06Conclusion & Future Work
Three-sentence summary: DSGym is a standardized, containerized framework that evaluates and trains data science agents by forcing real code to run over real datasets, ensuring honest, reproducible results. It fixes common benchmark flaws by auditing tasks, filtering out shortcut-solvable items, and adding challenging suites like DSBio (bioinformatics) and DSPredict (Kaggle-style modeling). Beyond evaluation, DSGym synthesizes execution-verified training data that makes even small models measurably better.
Main achievement: Turning evaluation into an execution-grounded, extensible “gym” that both reveals true agent capabilities and produces trustworthy training data—closing the loop between measuring and improving.
Future directions: Expand domain coverage (chemistry, geoscience, economics), add robust tool packs to reduce domain errors, study RL and curricula that reward verification and iteration, and design reliable judges for open-ended scientific discovery.
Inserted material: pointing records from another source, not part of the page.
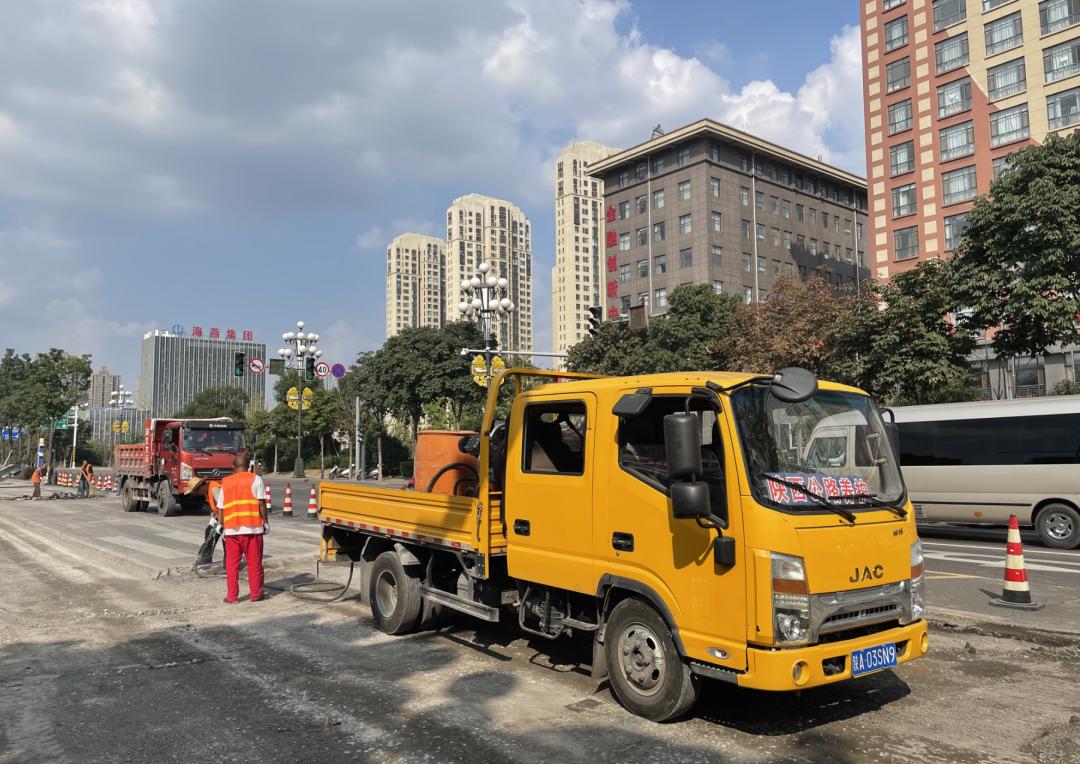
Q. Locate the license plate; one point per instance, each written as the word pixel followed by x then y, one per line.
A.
pixel 869 659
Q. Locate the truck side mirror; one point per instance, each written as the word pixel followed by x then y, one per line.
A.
pixel 690 500
pixel 683 445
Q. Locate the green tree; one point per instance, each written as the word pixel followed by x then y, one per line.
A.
pixel 1018 264
pixel 217 401
pixel 896 344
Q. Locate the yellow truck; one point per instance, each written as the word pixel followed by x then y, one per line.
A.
pixel 747 528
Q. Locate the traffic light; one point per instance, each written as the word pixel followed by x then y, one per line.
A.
pixel 595 318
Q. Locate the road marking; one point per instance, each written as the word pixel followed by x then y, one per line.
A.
pixel 970 560
pixel 1075 555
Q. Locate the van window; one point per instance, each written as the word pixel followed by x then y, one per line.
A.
pixel 555 438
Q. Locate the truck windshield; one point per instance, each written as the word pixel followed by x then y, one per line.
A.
pixel 834 444
pixel 213 441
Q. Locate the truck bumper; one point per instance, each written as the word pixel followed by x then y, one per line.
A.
pixel 799 668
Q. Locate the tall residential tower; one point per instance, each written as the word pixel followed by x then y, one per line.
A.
pixel 483 229
pixel 579 229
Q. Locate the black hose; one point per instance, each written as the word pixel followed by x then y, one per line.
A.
pixel 447 468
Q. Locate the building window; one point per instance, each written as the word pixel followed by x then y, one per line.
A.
pixel 1063 108
pixel 898 75
pixel 1062 61
pixel 902 158
pixel 900 117
pixel 948 12
pixel 1003 34
pixel 1008 125
pixel 952 53
pixel 954 97
pixel 957 141
pixel 895 34
pixel 959 185
pixel 905 243
pixel 1055 15
pixel 955 226
pixel 1007 79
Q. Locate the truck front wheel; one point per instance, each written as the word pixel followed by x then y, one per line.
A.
pixel 394 595
pixel 647 674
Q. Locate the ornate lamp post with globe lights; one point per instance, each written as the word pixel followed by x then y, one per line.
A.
pixel 481 302
pixel 298 352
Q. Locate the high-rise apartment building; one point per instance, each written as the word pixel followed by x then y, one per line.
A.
pixel 416 282
pixel 102 384
pixel 711 204
pixel 483 229
pixel 952 88
pixel 175 367
pixel 576 281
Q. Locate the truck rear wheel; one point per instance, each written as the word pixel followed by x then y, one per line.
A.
pixel 167 506
pixel 394 595
pixel 647 674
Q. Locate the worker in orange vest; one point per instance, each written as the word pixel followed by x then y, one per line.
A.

Continue operating as a live testbed so the community can add tasks, tools, and agents while preserving auditable, apples-to-apples comparisons.
Why remember this: DSGym shows that when you make agents actually run code on locked-down data, the fog lifts—you see real strengths, real weaknesses, and a clear path to teaching better habits. It’s a practical blueprint for moving AI data science from “sounds smart” to “proves it with execution,” which is exactly what science needs.
Practical Applications
- •Evaluate your in-house data assistant fairly across many domains using a single, reproducible API.
- •Train a small open-weight model with execution-verified traces to improve planning and debugging skills cost-effectively.
- •Benchmark candidate LLMs for regulated settings (finance, healthcare) where data-grounded analysis is critical.
- •Stand up a classroom lab where students learn by writing agents that truly run code on datasets.
- •Prototype domain-specific agent packs (e.g., bioinformatics) with preloaded libraries and read-only datasets.
- •Run ablation studies on agent scaffolds (ReAct/CodeAct/tree search) in a controlled, containerized environment.
- •Continuously add new tasks or tools without breaking old results, enabling living leaderboards for progress tracking.
- •Use DSPredict to stress-test your team’s AutoML or feature engineering strategies against real leaderboards.
- •Generate high-quality synthetic instruction data that’s execution-verified to fine-tune agents safely.
- •Audit and remove shortcut-solvable tasks from your internal benchmarks to get truer capability signals.